As I interact with folks each day consider their greatest soul asset and deficit... Each night as I do my moral inventory... reflect upon my greatest soul assets and deficits both in my character at this point and in the day in particular.

For wonderful write up on the topic of humility from a Jewish perspective see

http://www.myjewishlearning.com/practices/Ethics/Caring_For_Others/Ethical_Behavior/Concepts_and_Ideas/Humility.shtml

"A Hasidic tale tells of a man who came to the Zaddik with a complaint. "All my life," he said, "I have tried to follow the advice of the rabbis that one who runs away from fame will find that fame pursues him, and yet while I run away from fame, fame never seems to pursue me." The Zaddik replied: "The trouble is that while you do run away from fame you are always looking over your shoulder to see if fame is chasing after you."


On the deeper level, the notion is found, especially in Hasidism, that humility is not the mere absence of pride.

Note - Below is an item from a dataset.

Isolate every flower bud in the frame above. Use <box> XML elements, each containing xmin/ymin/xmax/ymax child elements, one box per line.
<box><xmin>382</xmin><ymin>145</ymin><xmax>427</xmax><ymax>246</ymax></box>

Rather it consists not so much in thinking little of oneself as in not thinking of oneself at all. When the Hasidim and other Jewish mystics speak of annihilation of selfhood, they are not thinking of a conscious effort of the will. To try to nullify the self by calling attention to it is bound to end in failure. Instead, the mystics tend to suggest, the mind should be encouraged to overlook entirely all considerations of both inferiority and superiority."